If you get caught during traversal, the game doesn't immediately launch into the battle. Instead it gives you an opportunity to kinda pick how loud you want to go. If you crave some hubris you can totally pre-escalate that single encounter into grueling gauntlet where you literally extinguish the entire monstrous population of the area in a single herculean stroke.
You wouldn't really be fighting less doing that than if you did old-fashioned single battles even if the TWEWY had traditional random encounters, but it's fun to get to pick your own pacing.
 
I'll put my answer in spoilers, even if it's just minor game mechanics quibbles.

This was not my experience playing Chrono Trigger; sure, things are that way at the beginning, but further into the game the encounters aren't avoidable, they're mandatory whenever you go through one of the "encounter locations" that any given area happens to have, and are usually not visible upon entering an area. Unless I somehow completely missed an "avoid encounter" mechanic somewhere? I can't remember actually visibly avoidable encounters anywhere after entering the post-apocalypse time period.

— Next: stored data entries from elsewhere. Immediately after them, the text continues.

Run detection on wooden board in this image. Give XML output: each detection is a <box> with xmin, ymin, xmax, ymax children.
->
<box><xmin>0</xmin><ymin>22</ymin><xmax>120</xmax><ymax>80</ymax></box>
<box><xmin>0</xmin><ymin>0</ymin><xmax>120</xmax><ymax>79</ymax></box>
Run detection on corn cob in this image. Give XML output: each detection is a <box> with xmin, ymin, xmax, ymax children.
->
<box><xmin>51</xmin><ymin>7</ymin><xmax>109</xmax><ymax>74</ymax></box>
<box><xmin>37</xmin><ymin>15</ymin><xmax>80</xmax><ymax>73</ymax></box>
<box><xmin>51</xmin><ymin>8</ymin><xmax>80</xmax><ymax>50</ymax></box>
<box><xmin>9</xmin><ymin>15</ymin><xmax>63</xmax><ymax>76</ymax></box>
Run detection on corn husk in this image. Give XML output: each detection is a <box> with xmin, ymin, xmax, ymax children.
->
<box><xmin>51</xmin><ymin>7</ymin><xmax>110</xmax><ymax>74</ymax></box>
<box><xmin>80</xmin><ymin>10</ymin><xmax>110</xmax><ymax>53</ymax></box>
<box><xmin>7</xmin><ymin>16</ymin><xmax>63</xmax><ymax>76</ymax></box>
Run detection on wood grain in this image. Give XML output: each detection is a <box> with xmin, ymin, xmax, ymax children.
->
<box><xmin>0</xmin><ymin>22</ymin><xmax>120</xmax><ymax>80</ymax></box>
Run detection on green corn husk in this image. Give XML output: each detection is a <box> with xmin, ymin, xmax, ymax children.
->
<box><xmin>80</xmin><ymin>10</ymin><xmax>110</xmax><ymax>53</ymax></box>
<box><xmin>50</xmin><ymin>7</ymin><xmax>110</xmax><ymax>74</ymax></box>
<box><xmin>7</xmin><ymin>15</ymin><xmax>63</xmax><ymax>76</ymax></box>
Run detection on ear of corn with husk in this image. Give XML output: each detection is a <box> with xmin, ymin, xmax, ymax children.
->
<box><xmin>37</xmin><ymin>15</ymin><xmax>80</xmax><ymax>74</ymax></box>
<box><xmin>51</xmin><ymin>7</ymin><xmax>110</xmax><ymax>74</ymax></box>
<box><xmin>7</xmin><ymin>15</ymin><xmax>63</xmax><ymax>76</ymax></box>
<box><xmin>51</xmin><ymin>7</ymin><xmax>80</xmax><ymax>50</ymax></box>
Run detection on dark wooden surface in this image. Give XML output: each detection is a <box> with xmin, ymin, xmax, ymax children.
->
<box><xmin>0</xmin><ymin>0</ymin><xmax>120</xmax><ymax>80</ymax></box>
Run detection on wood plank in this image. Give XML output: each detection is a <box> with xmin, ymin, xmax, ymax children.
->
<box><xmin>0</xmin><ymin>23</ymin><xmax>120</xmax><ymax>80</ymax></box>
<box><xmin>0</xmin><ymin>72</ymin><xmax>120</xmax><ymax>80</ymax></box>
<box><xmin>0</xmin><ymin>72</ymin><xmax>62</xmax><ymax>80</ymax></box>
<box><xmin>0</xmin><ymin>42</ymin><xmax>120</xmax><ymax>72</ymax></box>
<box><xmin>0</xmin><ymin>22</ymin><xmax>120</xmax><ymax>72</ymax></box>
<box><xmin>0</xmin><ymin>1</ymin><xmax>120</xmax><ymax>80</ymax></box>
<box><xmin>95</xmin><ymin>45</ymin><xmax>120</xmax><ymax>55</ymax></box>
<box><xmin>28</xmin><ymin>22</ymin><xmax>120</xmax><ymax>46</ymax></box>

Every repeatable encounter as you go through the game is in fact visible on the map, and the vast majority (I want to say something like 93%?) are avoidable, with me personally finding doing so rather easy as someone who enjoys playing platformer games. However, they're frequently camouflaged later in the game, so you need to actually remember they're there on repeat visits to a screen, and doing so can require quite precise movement for the controls you're given, so I can easily see someone who isn't a fan of platformers thinking dodging them is impossible. I did find I often considered it less hassle to just kill them off.